Gerald Hugh Tyrwhitt-Wilson, the fourteenth Baron Berners, was one of the twentieth century's great eccentrics. He was also, as his gravestone truthfully reported, "never bored." Highly creative but also very frivolous, Lord Berner was famed for such stunts as dyeing the pigeons at his estate in rainbow hues and playing a clavichord placed in the back of his Rolls Royce. His social circle included members of the litterati such as Evelyn Waugh, Siegfried Sassoon, and Getrude Stein, as well as Igor Stravinsky, Cecil Beaton, and Salvador Dali. It's said that Nancy Mitford modeled her character Lord Merlin in The Pursuit of Love on him.
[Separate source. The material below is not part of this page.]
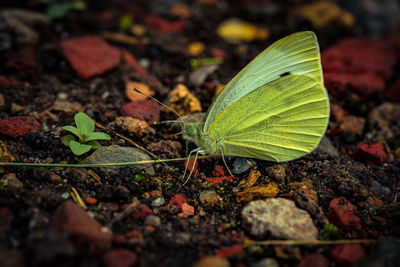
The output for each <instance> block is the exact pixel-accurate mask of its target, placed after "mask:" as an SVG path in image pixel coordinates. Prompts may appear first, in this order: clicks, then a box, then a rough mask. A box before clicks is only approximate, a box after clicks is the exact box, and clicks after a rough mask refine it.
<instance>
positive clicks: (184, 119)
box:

Lord Berners himself was a composer, novelist, playwright, and painter, with his work showing a strong surrealist and whimsical bent, never taking itself too seriously. He lived openly in a homosexual relationship on a vast estate that was something of a menagerie both socially and literally, with its numerous hangers-on and a pet giraffe roaming the grounds. Intent on a life of hedonism, he nevertheless produced some notable musical compositions and two memoirs. His various short stories and novellas were posthumously published as Collected Tales and Fantasies, and it was this book that initially led to my interest in this notable eccentric and aesthete.

Armory's biography does a good job of detailing the swirl of people and events in Lord Berners' life, but it seems curiously inert, somehow, in comparison to its subject. I'd hoped for a little more insight into the person and less for the external facts of his life. Still, it's the one of the few accounts we have of a complex and talented man, and it does capture the sense of the time and social milieu. Among the book's illustrations and photographs is a marvelous picture of a group having tea in Lord Berners' drawing room -- all very proper and English, with the lace tableloth and nick-knacks on the bireplace mantle. But then there's the large white horse standing placidly between two of the ladies, looking for all the world as if he were about to contribute to the table conversation -- this unusual animal apparently had free range of the house.

Full of snippets of correspondence and thousands of references to titled personages, literary luminaries, avant-garde artists of the day, this makes for bustling biography, one that serves as a portrait of a time. My one complaint is that it renders the age better than its ostensible subject.